This photo of a torched Four Corners Tavern marked the dismal end to a popular lunch counter first built by Guy and Myrtle (Neal) Belleman in 1945. Previous columns told the story of its evolution through the Belleman family to Ray and Luella Spurgeon’s ownership and expansion into the Four Corners Café and Tavern.
By the late 1960s, the business had changed hands several times and was now primarily a tavern with little more than bar fare for food. The building’s near total destruction came on Tuesday, June 10, 1980 at 2:30 am. About 50 firemen fought flames for 90 minutes before gaining control.

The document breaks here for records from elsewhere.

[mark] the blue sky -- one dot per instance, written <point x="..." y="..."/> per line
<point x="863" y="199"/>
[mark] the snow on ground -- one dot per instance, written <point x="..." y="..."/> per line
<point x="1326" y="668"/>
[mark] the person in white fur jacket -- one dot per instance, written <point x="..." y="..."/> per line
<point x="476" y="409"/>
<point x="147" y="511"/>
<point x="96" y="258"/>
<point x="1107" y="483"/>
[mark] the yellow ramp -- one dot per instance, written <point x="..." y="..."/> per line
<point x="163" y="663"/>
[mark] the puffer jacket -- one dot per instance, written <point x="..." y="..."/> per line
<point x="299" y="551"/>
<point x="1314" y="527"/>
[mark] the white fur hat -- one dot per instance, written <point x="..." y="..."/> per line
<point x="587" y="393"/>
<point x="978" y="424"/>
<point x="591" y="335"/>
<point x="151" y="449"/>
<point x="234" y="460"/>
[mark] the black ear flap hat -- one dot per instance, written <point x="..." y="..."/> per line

Highway 169 was closed until 5:30 that morning. King County’s Fire Investigation Unit determined the blaze had multiple points of origin with arson the definitive cause. Gasoline was poured throughout the building and the inferno started after a Molotov cocktail was tossed through a window.
Occupants of an apartment above the tavern luckily escaped with their lives, otherwise an arson murder would have resulted. The beauty shop at the south end of the building also sustained damage, which Ken Marshall, owner and landlord estimated at $150,000. Marshall described the arson “as vicious a thing as I have ever seen.”
A $7,500 arson reward fund was soon offered. Local scuttlebutt suggested the tavern’s operators set blaze to their business to collect insurance money, but those rumors were never substantiated. The remains of the 35-year-old building were soon torn down. Former tavern patrons soon found their way next door to the more refined setting of Schumsky’s Four Corners restaurant and bar which opened in 1979.
This photo comes courtesy of the Maple Valley Historical Society with research by JoAnne Matsumura of Issaquah. On a personal note, the first legal drink served to this column’s author came on the occasion of his 21st birthday, shortly after midnight on the Fourth of July, 1974 when my Aunt Joan Morris bought me a beer at the Four Corners Tavern.